The economic survey recommended that every hospital may be equipped so that at least one ward in the hospital can be quickly modified to respond to a national health emergency while caring for the normal diseases in usual times.
Research in building such health infrastructure can guide how to build such flexible wards, the survey further recommended. The ongoing covid-19 pandemic has helped showcase the role of technology-enabled platforms as an alternate distribution channel for remote delivery of healthcare services.
“These technology-enabled platforms offer a promising new avenue to address India’s last-mile healthcare access and delivery challenges. These technology platforms coupled with digitisation and the promise of artificial intelligence at-scale, have led to a drastic uptake in the utilisation of telemedicine for primary care and mental health,” the report said.

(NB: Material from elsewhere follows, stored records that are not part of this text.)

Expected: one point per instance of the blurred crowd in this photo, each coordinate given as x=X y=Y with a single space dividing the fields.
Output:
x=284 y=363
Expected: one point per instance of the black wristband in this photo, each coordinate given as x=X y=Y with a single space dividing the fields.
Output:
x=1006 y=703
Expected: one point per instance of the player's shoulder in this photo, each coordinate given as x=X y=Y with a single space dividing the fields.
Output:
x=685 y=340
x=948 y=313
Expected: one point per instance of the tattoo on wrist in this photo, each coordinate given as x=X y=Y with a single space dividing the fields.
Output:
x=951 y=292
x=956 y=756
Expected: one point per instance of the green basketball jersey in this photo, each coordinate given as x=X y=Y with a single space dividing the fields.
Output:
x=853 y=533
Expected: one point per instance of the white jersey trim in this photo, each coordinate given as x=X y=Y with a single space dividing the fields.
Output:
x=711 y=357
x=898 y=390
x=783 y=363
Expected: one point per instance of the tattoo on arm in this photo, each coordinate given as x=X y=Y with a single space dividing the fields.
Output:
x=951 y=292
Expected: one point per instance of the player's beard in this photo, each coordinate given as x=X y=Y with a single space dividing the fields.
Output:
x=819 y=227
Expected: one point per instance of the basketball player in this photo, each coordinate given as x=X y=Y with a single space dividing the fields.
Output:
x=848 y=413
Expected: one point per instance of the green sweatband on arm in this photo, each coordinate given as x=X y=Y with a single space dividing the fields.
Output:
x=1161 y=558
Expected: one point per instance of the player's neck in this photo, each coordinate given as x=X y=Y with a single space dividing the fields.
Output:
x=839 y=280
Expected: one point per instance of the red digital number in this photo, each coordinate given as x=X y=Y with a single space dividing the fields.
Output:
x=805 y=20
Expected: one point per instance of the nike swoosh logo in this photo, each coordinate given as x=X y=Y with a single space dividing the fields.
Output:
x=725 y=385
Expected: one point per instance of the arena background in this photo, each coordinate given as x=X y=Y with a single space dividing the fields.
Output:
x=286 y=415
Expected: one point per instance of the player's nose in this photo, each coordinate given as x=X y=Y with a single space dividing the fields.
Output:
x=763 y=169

“Given India’s unique last mile challenges, such technology-enabled solutions need to be harnessed to the fullest. As we show, telemedicine depends crucially on internet connectivity and health infrastructure. Therefore, both Central and the State governments need to invest in telemedicine on a mission mode to complement the government’s digital health mission and thereby enable greater access to the masses,” the report further said.